I read about this event in the newspapers and rang up the Royal National Lifeboat Institution and told them I was a journalist, writing an article - which was not exactly untrue, except that my "article" was actually a ballad, written in the style of the old street ballads, precursors of the modern newspaper press.
They gave me all the details - names, dates etc - which I put in to the song.In writing the song, I used the time-honoured newspaper rule of putting who, what, when etc into the first paragraph (in this case, verse).
A tune came into my head to fit the words. Knew it wasn't original and I had no idea where it came from. I asked my friend, AL (Bert) Lloyd who suggested The Banks of Sweet Dundee, a song I don't remember having heard at that time.
Years afterwards, the mystery was solved, when, at the Whitby Folk Festival, I heard someone sing a Hexhamshire shepherd's song about sheep-dipping, The Dersin' o' the Hergs. It came back to me in a flash.
When I was eight I lived for a time with my Auntie in Bardon Mill and she took me to a gathering (the first time I heard the Northumbrian small pipes) where a shepherd sang that very song. For some reason it had stuck in my memory for fifty years and came to the surface when I was seeking a melody.
O listen while I tell you of the Arbroath tragedy
Of how six gallant lifeboatmen were thrown into the sea
On October twenty-seven in the year of fifty-three
And only one brave man was saved in that calamity.

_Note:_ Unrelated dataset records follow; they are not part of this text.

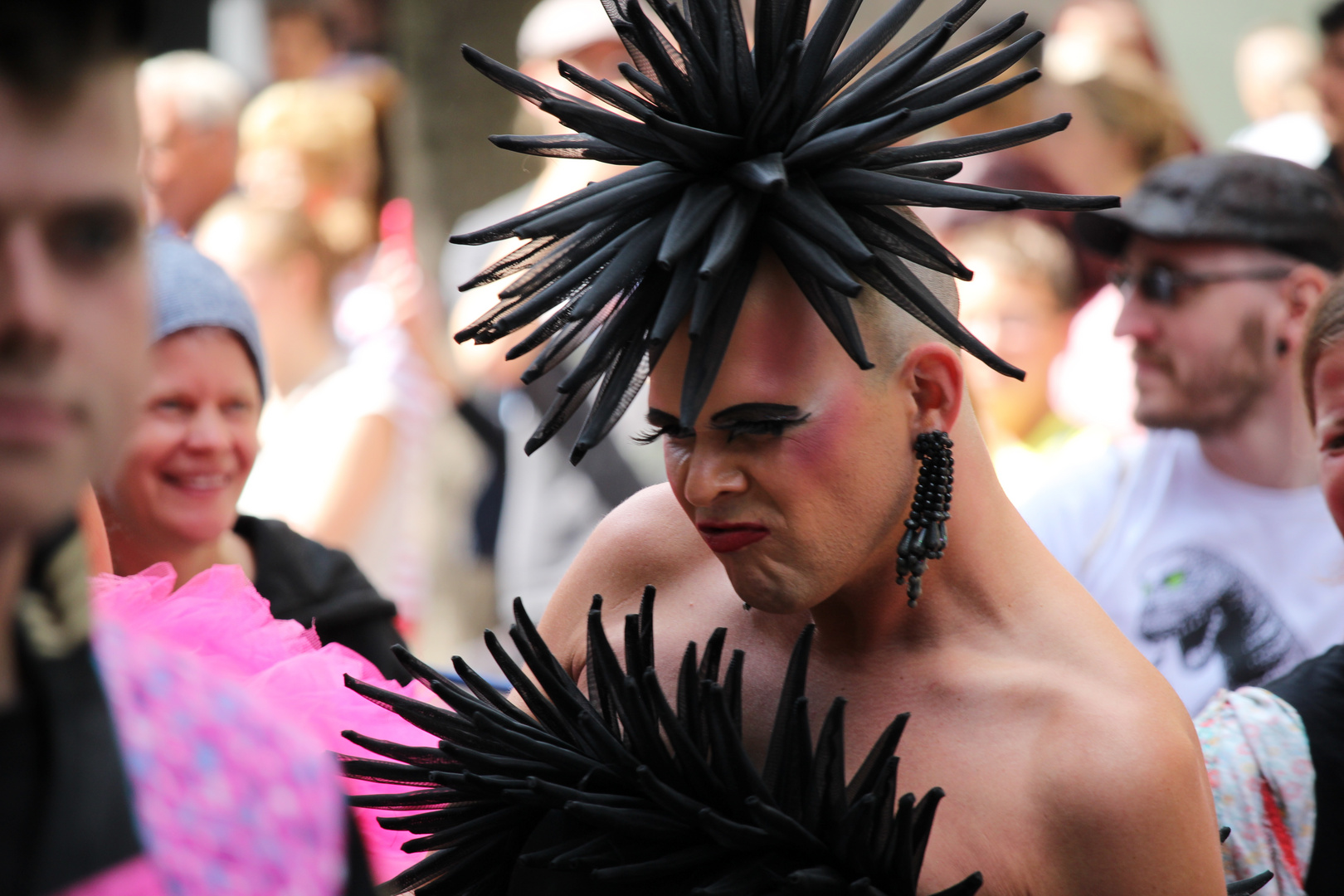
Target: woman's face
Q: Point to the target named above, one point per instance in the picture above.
(1328, 386)
(195, 441)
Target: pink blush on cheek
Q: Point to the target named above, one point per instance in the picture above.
(830, 440)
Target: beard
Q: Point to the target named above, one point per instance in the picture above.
(1215, 395)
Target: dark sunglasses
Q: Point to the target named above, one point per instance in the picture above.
(1160, 285)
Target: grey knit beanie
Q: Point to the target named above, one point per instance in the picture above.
(191, 290)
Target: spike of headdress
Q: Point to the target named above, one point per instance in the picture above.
(737, 145)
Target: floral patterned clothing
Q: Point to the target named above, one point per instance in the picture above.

The night was dark and stormy and the lifeboat standing by
When all at once a rocket jumped into the angry sky
The Robert Lindsay ventured out to see the reason why
But nothing could they find that night no matter how they try.
Four hours they searched that Tuesday morn until the break of day
But not a bit of wreckage could they find in Arbroath bay
It’s home and mugs of cocoa for us sailors while we may
Or else we’ll never see the shore, they heard the cox’un say.
As they came back across the bar, it was an awful sight,
The lifeboat overturned them in the sea as black as night
They couldn’t reach the shore alive though struggle as they might
And only Archie Smith was saved upon that dreadful night.
Two brothers sank beneath the waves, a father and a son.
The bowman, Thomas Adams, went the wway that they had gone.
And when the boat was washed ashore beneath the morning sun,
The cox’n, David Bruce, was lashed the steering wheel upon.
So, let’s remember all the men who go down to the sea,
And all their wives and sweethearts dear, wherever they may be,
And workingmen who give their lives in dire necessity,
The fishermen who died that night, in nineteen fifty-three.